Running one model in production is easy—running many isn’t.
At Cassandra, our Django app struggled to manage multiple Bayesian models with messy, fragile scripts. We solved it with Fleets: self-contained workflows that run in isolation, with Django just orchestrating a tiny generated script.
In this talk, I’ll show how we cut complexity from 150 lines to 20—and how you can scale complex workloads the same way.
Running statistical models in production sounds straightforward — until you have five of them, each with different dependencies, different runtimes, and different resource appetites.
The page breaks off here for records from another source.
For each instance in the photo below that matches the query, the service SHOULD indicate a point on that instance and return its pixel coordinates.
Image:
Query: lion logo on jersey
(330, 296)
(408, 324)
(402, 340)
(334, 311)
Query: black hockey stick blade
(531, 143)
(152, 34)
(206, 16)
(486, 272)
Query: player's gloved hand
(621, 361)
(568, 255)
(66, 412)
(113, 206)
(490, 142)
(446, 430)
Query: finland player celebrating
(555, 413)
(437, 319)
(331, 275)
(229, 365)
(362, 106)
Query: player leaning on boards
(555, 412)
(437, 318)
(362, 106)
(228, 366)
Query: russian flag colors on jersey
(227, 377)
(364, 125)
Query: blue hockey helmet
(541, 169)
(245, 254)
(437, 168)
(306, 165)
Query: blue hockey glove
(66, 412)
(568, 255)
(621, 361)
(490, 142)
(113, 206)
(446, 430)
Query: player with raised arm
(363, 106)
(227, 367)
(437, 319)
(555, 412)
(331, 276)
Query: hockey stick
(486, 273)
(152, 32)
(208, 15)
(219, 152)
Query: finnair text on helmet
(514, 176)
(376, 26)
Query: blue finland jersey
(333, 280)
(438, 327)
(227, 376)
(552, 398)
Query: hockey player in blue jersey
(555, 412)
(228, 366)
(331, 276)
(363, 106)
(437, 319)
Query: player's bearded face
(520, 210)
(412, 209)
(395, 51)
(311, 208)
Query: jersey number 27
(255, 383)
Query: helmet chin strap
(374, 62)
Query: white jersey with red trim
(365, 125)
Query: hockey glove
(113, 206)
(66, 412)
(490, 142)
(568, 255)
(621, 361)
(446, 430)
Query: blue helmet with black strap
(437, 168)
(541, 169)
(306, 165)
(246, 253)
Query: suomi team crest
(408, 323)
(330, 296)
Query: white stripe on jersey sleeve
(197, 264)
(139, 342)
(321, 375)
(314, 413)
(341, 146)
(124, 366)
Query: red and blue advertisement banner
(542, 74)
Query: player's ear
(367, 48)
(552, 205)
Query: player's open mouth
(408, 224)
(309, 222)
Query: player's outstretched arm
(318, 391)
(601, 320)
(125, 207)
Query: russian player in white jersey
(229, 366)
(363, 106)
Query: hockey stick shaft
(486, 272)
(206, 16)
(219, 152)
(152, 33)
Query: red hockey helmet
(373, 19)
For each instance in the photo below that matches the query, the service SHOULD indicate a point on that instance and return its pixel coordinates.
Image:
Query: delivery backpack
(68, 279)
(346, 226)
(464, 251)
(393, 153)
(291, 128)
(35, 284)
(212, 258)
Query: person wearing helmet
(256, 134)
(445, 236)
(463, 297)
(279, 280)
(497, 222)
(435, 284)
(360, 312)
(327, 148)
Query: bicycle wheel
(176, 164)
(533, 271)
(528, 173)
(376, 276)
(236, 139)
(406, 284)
The gap between “a model that works in a notebook” and “a model that runs reliably at scale” is one of the most common engineering bottlenecks in the industry, and one of the least discussed. At Cassandra, we build Marketing Mix Models powered by Bayesian inference. For a long time, our Django monolith managed them through 150+ lines of hand-crafted scripts. Every new model meant manual developer work. Every new feature meant more drift.
So we built Fleets — a pattern where each computational workflow is a self-contained sequence of steps (data retrieval, preprocessing, model fitting, output) encapsulated behind a single callable entry point. Django generates the fleet script, dispatches it to an isolated runtime, and receives the result via callback. The fleet handles everything else.
In this talk, we’ll walk through the architectural decisions behind this pattern — how Python design principles (Template Method, Strategy, Facade, thin orchestration) took us from 150+ lines of fragile logic to a ~20-line generated script — and why the same approach applies to any Django project that needs to orchestrate complex, isolated workloads at scale.
You’ll leave with a reusable architectural pattern — not a product pitch.